Choć z powodu tych trzech ostatnich atrybutów Toruń ma dziś trochę opinię miejsca turbopolskiego wśród wielu osób, jego początki jako miasta są nie tylko niepolskie, lecz w pewnym sensie antypolskie. Zostało bowiem założone w 1230 roku i ulokowane już dwa lata później przez Zakon Krzyżacki jako jeden z najważniejszych ośrodków tworzonego przez niego państwa i baza wypadowa dla podbojów plemion pruskich - stosunek zaś tego państwa do Polski w późniejszych dziejach nie wymaga objaśnień. A jednak to tym karykaturalnie znienawidzonym dziś krzyżakom Polska w dużej mierze zawdzięcza perełkę, jaką jest toruńska starówka. To oni zabudowali miasto wspaniałymi, ceglanymi budowlami, które są gotyckie i średniowieczne do szpiku fundamentów; oni jeszcze w roku założenia wprowadzili go do Związku Hanzeatyckiego i popchnęli w stronę wielkiego znaczenia handlowego i politycznego. Po przejęciu miasta przez polską koronę około połowy XV wieku nie porzuciło ono silnie niemieckich związków. W XVI wieku Toruń stał się poniekąd stolicą protestantyzmu w Polsce, a w kolejnym stuleciu tylko około połowa jego mieszkańców mówiła w polskim języku. Wraz z drugim rozbiorem kraju w 1793 roku wszedł oczywiście w granice zaboru pruskiego. Ulokowany na dwóch brzegach Wisły, jest w pewnym sensie przykładnie kujawsko-pomorskim miastem: jego południowa część leży na Kujawach, a północna na Pomorzu. Ta druga jest jednak większa i ważniejsza; i duchowo zdecydowanie bardziej Toruń przynależy do Pomorza, regionu mniej "polskiego" niż Kujawy.

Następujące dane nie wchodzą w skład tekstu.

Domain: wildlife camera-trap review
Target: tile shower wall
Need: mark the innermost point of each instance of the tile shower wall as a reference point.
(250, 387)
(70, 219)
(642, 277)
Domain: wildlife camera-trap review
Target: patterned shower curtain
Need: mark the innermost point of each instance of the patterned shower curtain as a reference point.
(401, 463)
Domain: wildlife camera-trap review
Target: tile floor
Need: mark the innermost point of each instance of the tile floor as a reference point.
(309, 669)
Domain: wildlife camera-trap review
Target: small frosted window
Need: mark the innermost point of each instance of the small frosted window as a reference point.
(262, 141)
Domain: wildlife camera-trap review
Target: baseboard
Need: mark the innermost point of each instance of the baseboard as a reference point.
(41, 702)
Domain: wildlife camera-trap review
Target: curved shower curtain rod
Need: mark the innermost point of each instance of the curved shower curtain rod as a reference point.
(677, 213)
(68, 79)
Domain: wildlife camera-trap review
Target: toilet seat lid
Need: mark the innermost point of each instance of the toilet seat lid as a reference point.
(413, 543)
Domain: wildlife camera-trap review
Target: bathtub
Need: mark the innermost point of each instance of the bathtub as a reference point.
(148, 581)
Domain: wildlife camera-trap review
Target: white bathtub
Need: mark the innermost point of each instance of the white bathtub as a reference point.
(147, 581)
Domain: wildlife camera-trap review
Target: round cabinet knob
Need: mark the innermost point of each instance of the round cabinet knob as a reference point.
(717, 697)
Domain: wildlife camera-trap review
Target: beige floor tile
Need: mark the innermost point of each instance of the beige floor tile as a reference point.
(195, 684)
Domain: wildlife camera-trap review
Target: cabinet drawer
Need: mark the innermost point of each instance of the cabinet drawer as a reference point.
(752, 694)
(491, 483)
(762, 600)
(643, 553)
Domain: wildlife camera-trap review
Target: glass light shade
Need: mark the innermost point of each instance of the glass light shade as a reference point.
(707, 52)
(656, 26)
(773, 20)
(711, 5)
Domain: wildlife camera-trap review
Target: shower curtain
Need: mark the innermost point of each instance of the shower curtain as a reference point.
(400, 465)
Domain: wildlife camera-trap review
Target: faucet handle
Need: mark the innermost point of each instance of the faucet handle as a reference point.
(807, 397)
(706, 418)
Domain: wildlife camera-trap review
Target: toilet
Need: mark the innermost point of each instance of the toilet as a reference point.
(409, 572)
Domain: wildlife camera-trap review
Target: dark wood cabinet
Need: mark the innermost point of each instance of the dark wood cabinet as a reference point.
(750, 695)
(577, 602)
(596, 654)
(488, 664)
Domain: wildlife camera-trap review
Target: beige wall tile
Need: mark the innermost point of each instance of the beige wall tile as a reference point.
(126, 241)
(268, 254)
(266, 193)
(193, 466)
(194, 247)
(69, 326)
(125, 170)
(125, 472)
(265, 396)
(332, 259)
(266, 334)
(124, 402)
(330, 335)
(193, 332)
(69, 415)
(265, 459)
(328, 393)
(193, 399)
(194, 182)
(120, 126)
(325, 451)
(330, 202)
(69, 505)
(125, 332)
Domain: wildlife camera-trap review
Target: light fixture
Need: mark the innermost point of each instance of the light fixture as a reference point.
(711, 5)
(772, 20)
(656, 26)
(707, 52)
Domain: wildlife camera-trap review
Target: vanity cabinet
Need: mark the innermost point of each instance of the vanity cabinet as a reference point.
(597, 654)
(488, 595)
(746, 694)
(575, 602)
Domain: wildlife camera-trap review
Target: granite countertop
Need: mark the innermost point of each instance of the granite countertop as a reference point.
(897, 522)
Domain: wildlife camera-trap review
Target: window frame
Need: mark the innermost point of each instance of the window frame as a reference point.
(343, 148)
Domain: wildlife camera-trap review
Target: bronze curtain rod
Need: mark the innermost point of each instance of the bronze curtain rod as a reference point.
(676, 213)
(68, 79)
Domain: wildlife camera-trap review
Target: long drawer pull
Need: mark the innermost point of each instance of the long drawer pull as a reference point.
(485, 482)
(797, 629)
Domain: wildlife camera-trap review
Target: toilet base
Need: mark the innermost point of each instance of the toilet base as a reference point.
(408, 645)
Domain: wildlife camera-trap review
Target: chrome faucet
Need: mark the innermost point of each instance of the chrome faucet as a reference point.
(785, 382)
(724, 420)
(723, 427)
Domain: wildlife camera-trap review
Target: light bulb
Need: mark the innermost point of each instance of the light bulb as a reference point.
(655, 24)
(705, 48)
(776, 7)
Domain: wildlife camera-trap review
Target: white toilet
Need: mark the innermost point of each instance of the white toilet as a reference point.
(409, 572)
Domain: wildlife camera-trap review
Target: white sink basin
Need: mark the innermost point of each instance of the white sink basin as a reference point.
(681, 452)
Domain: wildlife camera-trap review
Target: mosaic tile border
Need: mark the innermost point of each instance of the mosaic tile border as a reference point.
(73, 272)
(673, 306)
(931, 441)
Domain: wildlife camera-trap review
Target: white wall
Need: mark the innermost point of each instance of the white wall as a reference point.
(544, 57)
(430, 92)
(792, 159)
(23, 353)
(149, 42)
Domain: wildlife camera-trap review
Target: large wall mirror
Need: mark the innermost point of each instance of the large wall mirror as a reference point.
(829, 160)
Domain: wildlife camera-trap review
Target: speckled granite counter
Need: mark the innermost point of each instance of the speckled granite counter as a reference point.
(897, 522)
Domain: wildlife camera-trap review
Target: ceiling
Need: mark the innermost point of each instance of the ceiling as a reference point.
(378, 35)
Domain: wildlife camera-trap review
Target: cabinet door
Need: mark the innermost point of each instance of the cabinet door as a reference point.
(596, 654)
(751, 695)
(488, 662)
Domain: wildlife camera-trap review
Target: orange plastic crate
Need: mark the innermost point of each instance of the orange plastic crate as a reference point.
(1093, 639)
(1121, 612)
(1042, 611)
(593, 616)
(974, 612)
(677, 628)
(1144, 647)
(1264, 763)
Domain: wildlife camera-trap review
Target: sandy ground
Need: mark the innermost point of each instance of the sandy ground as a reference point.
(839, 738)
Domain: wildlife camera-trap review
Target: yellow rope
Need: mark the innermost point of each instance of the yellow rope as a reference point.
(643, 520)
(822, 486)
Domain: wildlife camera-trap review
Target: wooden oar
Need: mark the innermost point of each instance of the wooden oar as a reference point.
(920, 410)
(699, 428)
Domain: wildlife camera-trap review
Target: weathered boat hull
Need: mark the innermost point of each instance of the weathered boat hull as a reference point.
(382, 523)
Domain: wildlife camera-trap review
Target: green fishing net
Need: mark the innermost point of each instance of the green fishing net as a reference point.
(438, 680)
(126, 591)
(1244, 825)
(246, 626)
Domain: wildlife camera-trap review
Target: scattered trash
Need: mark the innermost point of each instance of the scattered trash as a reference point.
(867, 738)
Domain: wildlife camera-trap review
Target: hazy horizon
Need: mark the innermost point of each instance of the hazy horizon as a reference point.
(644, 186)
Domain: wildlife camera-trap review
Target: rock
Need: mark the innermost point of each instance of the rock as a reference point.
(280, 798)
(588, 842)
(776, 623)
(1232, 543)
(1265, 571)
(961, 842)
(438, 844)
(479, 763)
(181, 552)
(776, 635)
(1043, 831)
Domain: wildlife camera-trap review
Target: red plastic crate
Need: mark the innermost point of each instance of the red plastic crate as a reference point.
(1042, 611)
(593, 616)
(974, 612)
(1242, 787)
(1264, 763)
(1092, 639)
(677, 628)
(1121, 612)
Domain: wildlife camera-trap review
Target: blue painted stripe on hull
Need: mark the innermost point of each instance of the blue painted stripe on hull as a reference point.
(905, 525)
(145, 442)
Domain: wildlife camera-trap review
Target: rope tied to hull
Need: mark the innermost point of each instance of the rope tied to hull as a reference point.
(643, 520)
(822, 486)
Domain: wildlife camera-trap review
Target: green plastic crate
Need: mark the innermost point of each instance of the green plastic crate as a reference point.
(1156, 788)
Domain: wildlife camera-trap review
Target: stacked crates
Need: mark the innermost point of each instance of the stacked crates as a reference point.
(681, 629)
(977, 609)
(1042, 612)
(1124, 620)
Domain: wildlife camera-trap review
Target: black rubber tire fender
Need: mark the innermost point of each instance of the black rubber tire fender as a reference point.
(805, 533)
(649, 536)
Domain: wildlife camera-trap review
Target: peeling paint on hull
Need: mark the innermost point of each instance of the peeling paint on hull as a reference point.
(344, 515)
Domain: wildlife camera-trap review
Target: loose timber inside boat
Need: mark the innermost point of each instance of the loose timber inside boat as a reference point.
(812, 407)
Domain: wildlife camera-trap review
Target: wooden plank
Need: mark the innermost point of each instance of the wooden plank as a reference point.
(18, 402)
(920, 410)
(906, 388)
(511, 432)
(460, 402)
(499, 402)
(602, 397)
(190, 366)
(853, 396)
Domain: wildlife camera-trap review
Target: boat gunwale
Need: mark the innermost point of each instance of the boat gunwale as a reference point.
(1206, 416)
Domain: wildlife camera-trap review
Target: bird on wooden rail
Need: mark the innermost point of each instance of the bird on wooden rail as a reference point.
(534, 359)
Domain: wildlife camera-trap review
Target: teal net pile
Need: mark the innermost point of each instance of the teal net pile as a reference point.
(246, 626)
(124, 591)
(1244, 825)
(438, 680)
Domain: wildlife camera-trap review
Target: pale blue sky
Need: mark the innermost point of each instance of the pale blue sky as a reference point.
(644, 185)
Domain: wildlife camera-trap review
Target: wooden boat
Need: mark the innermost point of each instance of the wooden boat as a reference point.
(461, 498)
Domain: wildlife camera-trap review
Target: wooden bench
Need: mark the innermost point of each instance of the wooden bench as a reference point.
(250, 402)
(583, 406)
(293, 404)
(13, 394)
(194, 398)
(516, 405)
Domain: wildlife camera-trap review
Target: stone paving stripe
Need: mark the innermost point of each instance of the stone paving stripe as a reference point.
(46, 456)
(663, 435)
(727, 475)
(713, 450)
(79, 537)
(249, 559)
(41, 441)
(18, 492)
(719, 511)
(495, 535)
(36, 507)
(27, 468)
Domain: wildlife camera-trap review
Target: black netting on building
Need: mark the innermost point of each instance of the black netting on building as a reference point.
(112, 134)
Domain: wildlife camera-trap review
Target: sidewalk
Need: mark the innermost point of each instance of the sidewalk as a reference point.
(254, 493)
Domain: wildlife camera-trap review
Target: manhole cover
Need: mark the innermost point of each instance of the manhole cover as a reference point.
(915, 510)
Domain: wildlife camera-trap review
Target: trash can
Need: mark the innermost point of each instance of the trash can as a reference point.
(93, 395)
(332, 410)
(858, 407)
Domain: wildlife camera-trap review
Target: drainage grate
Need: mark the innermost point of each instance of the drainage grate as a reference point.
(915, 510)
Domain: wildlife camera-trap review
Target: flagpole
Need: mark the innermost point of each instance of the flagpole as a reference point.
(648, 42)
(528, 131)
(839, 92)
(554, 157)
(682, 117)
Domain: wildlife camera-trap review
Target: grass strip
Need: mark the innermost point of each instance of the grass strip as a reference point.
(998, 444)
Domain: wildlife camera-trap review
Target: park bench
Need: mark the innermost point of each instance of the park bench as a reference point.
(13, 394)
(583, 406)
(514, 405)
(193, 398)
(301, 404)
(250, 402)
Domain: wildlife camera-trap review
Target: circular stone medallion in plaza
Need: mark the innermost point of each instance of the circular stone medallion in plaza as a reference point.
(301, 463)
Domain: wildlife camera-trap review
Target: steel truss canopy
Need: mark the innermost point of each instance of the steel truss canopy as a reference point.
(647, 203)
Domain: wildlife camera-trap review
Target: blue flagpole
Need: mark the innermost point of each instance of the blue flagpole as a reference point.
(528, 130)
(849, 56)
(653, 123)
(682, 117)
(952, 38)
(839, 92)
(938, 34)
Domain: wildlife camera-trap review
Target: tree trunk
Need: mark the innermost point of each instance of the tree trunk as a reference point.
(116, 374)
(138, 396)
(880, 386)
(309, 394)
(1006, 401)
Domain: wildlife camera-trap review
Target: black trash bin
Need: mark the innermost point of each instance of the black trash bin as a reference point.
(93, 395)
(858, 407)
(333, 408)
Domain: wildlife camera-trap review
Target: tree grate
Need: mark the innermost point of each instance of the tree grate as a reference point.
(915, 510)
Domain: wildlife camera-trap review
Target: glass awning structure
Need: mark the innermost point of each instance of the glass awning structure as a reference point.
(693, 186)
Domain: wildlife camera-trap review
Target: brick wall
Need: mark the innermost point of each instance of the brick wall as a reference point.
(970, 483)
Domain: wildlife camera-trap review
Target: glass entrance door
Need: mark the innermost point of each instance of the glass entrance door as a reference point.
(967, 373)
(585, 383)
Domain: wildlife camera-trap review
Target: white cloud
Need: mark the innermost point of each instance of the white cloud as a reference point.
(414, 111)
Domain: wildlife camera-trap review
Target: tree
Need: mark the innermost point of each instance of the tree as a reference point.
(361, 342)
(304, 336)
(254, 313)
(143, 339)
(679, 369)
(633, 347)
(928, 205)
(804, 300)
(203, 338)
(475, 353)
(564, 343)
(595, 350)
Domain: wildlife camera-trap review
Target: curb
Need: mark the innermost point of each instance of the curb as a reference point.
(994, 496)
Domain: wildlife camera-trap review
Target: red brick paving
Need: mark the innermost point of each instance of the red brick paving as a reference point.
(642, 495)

Długie historie można snuć o niezliczonych polskich miastach; o Toruniu w szczególności i nie ja jestem do tego najbardziej uprawnioną osobą, więc ograniczam się do powyższego, krótkiego akapitu. Problem w tym, że na snuciu w większości przypadków się kończy. Stare miasto Torunia, jeden z najbardziej zasłużonych w całej Polsce wpisów na listę UNESCO, tętni tymczasem historyczną atmosferą bardzo bezpośrednio. Wystarczy wychylić z niego głowę, by oczom ukazało się w niewielkiej odległości typowo polskie morze bloków z wielkiej płyty, ale na starówce powojenne plomby są szczęśliwie zdecydowaną rzadkością. Przeważa zabudowa zabytkowa
Nawet tutaj te średniowieczne, gotyckie obiekty, pozostają w oczywistej mniejszości; uzupełnia je wachlarz również ślicznej architektury renesansowej, barokowej, klasycystycznej, przełomu XIX i XX wieku. Usiane są jednak wyjątkowo gęsto, wspomagane przez cudownie zachowane, nadwiślańskie mury miejskie z klimatycznymi bramami. Najcudowniejsze w Toruniu jest to, że swojego gotycyzmu nie ogranicza do wielkich kościołów, choć tymi również dysponuje i odgrywają one oczywiście ogromną rolę w średniowiecznym klimacie miasta. Jest tu jednak przede wszystkim również mnóstwo świeckiego gotyku, poczynając od jednego z najpiękniejszych ratuszów w Polsce, przechodząc przez potężne mury, bramy i baszty, a kończąc na większych i mniejszych kamienicach. Sprawia to, że choć Toruń ma sporo konkretnych atrakcji - muzeów i budowli - tą największą, jak w najlepszych miastach świata, jest po prostu snucie się po jego ulicach i uliczkach. Zwłaszcza wieczorami jest to czynność uzależniająca, w której łatwo można się zatracić i poważnie nadszarpnąć długość swojego snu. Z odpowiednią muzyką w słuchawkach - podbijającą klimat z jednej strony, z drugiej zaś zagłuszającą trochę zbyt głośnych i średniowiecznych najwyżej w obyczajach ludzi, którzy często się na toruńskim starym mieście pojawiają - takie wieczorne spacery po Toruniu to jedna z najlepszych rzeczy, jakie w całej Polsce można sobie zrobić.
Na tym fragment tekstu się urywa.